592. ¿Cuándo nos robaron las palabras?

 


Cada noche, antes de cenar, me pego una buena ducha que se lleva por el sumidero las fatigas y lacerias de la jornada. Lo hago acompañado de la lista de canciones que he ido registrando poco a poco en Spotify. Como no pago la versión premium, cada cierto número de canciones irrumpen algunos anuncios publicitarios. Entre ellos, hay uno que vende las bondades de un programa informático con el que poder crear tu propia música. El anuncio dice algo así: «Soundtrap es la forma más fácil de hacer música; agrega unos jaijats sugestivos; crea un ambiente extraño con este bloquespirin quebrado y finalmente bajemos el tono y reverberemos este ladrido de perro». En serio, ¿qué coño significa todo ese galimatías? Y lo más perturbador: ¿por qué un ladrido de perro?

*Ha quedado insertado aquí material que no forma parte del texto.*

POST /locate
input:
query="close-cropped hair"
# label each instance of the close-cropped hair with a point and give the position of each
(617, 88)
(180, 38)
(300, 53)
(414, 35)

Desde que nos robaron las palabras, yo ya no me entero de nada. Todo el mundo llama Rosalía a una cantante que no podría nunca escribir A las orillas del Sar, y Quevedo a un tipo que canta cosas como «Ese culito me pide que lo estrelle / no me olvido del perreíto en el muelle». Dante es un jugador que hasta hace poco jugaba en el Bayern de Munich, y Carvajal no es don Antonio, sino otro que juega en el Madrid. Las licenciaturas se llaman ahora grados (¿qué mierda es un grado?) y la Filología Hispánica es, claro, un grado de Estudios Hispánicos o algo así. Yo creía que la épica estaba en los cantares de gesta y en las epopeyas homéricas y ahora es una remontada en la Champions, eso que fue la Copa de Europa de toda la puta vida. La gente perrea ahora de forma distinta a como yo perreo. Cuando yo perreo me estoy echando una siesta del copón. Los clásicos no son ya nuestros autores de los Siglos de Oro, sino un Madrid-Barça. Existen tráileres para los libros, hay runners vestidos de Robocop que yo pensaba que se llamaban corredores. Las personas tienen género, en lugar de sexo (en lo de las nuevas desinencias morfológicas de las palabras ya no entro por miedo a la lapidación). El éxito se mide por likes y existen youtubers, tittokers e instagramers. En un foro de profesores se pedía el otro día información sobre algún vídeo en Tik-Tok para enseñar Literatura en clase. Para mí tik-tok es la onomatopeya que descuenta en el segundero de nuestro mundo cuándo nos iremos a la mierda como especie. Un jeta dice que está exiliado en Bruselas. Que le pregunten a Machado lo que significa la palabra «exillio», a un judío del Holocausto lo que significa ser un «nazi» y a una víctima del gulag, lo que significa el estalinismo. Las rebajas son ahora el Black Friday o el Cyber Monday. A Michael Douglas hay que llamarlo «Daglas» y no «Duglas», no seamos palurdos. No importa que luego ese mismo cretino pronuncie «habían muchas personas en el concierto de Quevedo» o diga «motu propio» o «a grosso modo». Y sí, la ciclogénesis explosiva se llamará así, pero de toda la vida la hemos llamado «tormentazo de la hostia» y todo el mundo sabía de qué hablábamos.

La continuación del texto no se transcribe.